CityStar advertised nationally on TV and radio, and used billboards, bus shelters, large, colorful yellow pages ads, direct mail and brochures to get the word out. I wrote and presented 'Net Profit$, a series of ten Internet Marketing workshops sponsored by the Better Business Bureau and the Pikes Peak Library District, and the sessions were videotaped and released as a boxed set of DVDs. I was also interviewed often on local TV and radio news shows whenever they had a Web related story.

I was running seven businesses by 2003, and only one of them, the ARG! studio, meant anything to me personally. I had gained a lot of weight and suffered from back pain because of a lack of exercise, sitting at a computer for long hours almost every day. Something had to give.

That summer I attended a Tony Robbins "Ultimate Power Weekend." I didn't know what to expect from the event, but I walked barefoot on a bed of hot coals and was encouraged to set some goals for myself. I found that I had the power to change my life, my sons' lives, and focus on my passion, art and animation. My first challenge was to get fit, lose weight and climb Pikes Peak.

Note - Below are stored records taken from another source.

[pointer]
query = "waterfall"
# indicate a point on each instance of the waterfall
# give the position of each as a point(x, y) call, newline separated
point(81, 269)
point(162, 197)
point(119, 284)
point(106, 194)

I had never made the climb of 7400 vertical feet and 13.4 miles in less than two days, but I accomplished it in about 12 hours on September 13, 2003.

Over the next few years I lost 40 pounds, and in June, 2008 I sold the ISP, web design and hosting client lists and servers. That left me with just the animation studio, the directory advertising business and a little SEO work. Things were getting better, because I was able to focus on things that mattered most to me.

The CityStar web directory's sales had peaked in early 2008, and it was in need of a new design. My son Ricky had started working for CityStar® Group as an intern, and had worked his way up to CIO. During that time, he had designed some gorgeous sites, including the National Day of Prayer in 2005. He left CityStar® later that year to work for Yahoo! and by 2008 he was a top designer at Intuit. Although he was no longer on our staff, I asked Ricky if he would grace us with a new design for citystar.com, and he delivered a beautiful new look. My son Tim contributed scripts that automated the maintenance of the directories, and directed a powerful TV commercial that brought us more customers. By early 2014, the CityStar® complex had more than 11,000 pages, sales had rebounded, and everything was ready. It was time to sell the sites, the trademark and all of the intellectual property associated with CityStar®. The properties were auctioned, and my mission of getting focus in my life was accomplished in August, 2014.

Ricky Romero's design for the 2005 National Day of Prayer website

After building and maintaining so many sites, I'm very happy to be living in Oklahoma and serving as CEO of Ozarks Tech LLC, my new website development company. Joy!